An employee resisting an employer’s motion to compel arbitration often faces an uphill battle. In some cases, employees have little choice but to argue that the arbitration agreement is so unfair that it is unconscionable – a difficult burden to meet under any standard. Employees have a far better chance if they can attack the arbitration agreement at its head, either by arguing either that there was no valid contract in the first place, or that the scope of the contract does not include the claims at issue in that particular lawsuit. Yesterday the Fifth Circuit upheld just such a challenge, and agreed with the plaintiff that no valid arbitration agreement existed for the simplest of reasons — the employer never signed the document. As a result, the motion to compel arbitration was denied.
The case is titled Huckaba v. Ref-Chem, LP, 5th Circuit Case No. 17-50341, and originally arose out of the federal court in the Western District of Texas. The plaintiff, a former employee of Ref-Chem, filed suit in federal court. Ref-Chem responded by moving to dismiss and to compel arbitration, and produced a copy of an alleged arbitration agreement signed by Ms. Huckaba. The space for Ref-Chem’s signature was blank. The district court granted the motion to compel arbitration, but the Fifth Circuit reversed.
The Court noted that, in determining whether there is an arbitration agreement, a court must first determine “(1) whether there is a valid agreement to arbitrate and (2) whether the dispute falls within the scope of the agreement.” (citing Klein v. Nabors Drilling USA, LP, 710 F.3d 234 (5th Cir. 2013)). Critically, the Fifth Circuit noted that, at this initial step, the “strong federal policy favoring arbitration does not apply.” This is a subtle – but key – distinction. According to the Supreme Court, the Federal Arbitration Act evidences a federal policy in favor of enforcing arbitration agreements. However, that policy assumes that a valid agreement exists in the first place. The policy does not apply when determining whether the parties actually reached a contract — that question is decided under basic principles of state contract law.

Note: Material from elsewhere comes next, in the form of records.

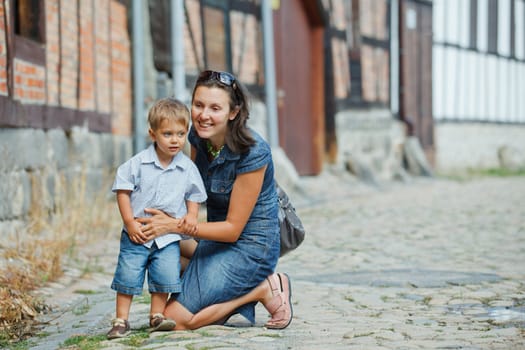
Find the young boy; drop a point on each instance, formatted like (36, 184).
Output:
(164, 178)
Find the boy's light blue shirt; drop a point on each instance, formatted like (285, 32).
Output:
(166, 189)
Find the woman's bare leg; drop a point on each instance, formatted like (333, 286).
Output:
(213, 313)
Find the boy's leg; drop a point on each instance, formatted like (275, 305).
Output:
(158, 303)
(128, 280)
(120, 326)
(163, 278)
(123, 305)
(157, 321)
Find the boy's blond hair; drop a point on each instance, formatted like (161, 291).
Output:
(170, 109)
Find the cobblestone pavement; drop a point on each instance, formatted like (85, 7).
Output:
(429, 264)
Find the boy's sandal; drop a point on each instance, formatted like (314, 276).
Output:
(159, 323)
(280, 307)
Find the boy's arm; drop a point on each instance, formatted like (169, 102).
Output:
(193, 209)
(126, 212)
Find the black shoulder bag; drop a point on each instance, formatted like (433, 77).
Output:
(292, 230)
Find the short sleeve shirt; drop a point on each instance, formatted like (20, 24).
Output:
(166, 189)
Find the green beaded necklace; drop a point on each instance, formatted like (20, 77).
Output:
(211, 151)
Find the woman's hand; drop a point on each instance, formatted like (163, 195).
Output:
(158, 224)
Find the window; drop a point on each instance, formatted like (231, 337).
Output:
(29, 30)
(27, 14)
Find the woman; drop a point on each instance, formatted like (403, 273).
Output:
(232, 266)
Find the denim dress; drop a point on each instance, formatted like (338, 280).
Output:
(218, 271)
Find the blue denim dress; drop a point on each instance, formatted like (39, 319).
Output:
(220, 272)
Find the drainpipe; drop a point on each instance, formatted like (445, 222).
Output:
(139, 123)
(394, 57)
(269, 69)
(177, 50)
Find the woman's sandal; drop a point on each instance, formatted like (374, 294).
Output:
(280, 307)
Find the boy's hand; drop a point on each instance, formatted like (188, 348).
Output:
(188, 225)
(135, 233)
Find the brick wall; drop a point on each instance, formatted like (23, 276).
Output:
(85, 67)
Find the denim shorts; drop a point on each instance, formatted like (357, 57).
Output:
(162, 265)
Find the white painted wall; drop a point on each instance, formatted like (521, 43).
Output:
(478, 98)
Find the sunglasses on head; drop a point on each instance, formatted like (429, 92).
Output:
(222, 77)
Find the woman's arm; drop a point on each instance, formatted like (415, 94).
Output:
(246, 190)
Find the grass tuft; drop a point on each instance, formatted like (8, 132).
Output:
(37, 250)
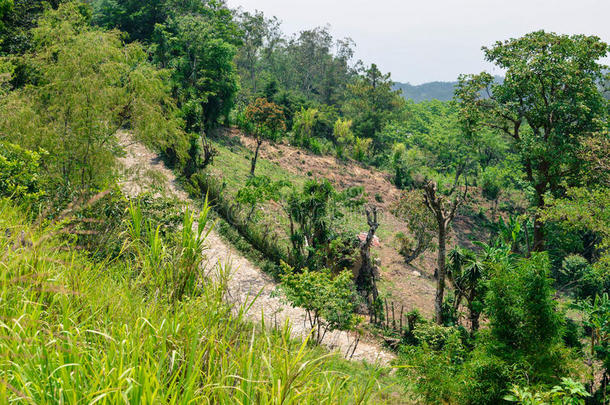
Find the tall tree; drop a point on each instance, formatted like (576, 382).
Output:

The Fifth Circuit then turned to the question of whether the contract could be valid despite the defendant’s failure to sign it. It noted that a signature is not always required on a contract, and whether signatures are required to bind the parties is a question of contractual intent. In this contract, the Court found several provisions which expressly contemplated that both parties would sign:
(1) a statement that “[b]y signing this agreement the parties are giving up any right they may have
to sue each other;”
(2) a clause prohibiting modifications unless they are “in writing and signed by all parties;” and
(3) a signature block for the employer, Ref-Chem.
The Fifth Circuit held that this “express language clearly indicates an intent for the parties to be bound to the arbitration agreement by signing.” Thus, the employer’s failure to sign meant that no contract was reached. The Court also noted that a contrary holding would unfairly give the employer a unilateral option — it could either argue that it intended to be bound, despite not signing, or argue that it’s lack of signature evidenced that it did not intend to be bound. Thus, there was no valid agreement to arbitrate, the motion to compel arbitration was denied, and the matter was remanded to the district court for further proceedings.
The Huckaba case provides an important lesson for plaintiffs seeking to avoid application of arbitration clauses. The most obvious, of course, is to check carefully to see whether the employer signed the papers! More broadly, though, it emphasizes the importance of challenging arbitration agreements at the outset, either by arguing that no contract was formed, or that the scope of the contract does not include certain claims. The plaintiff’s burden of persuasion is far stronger on these issues, as compared to arguing unconscionability.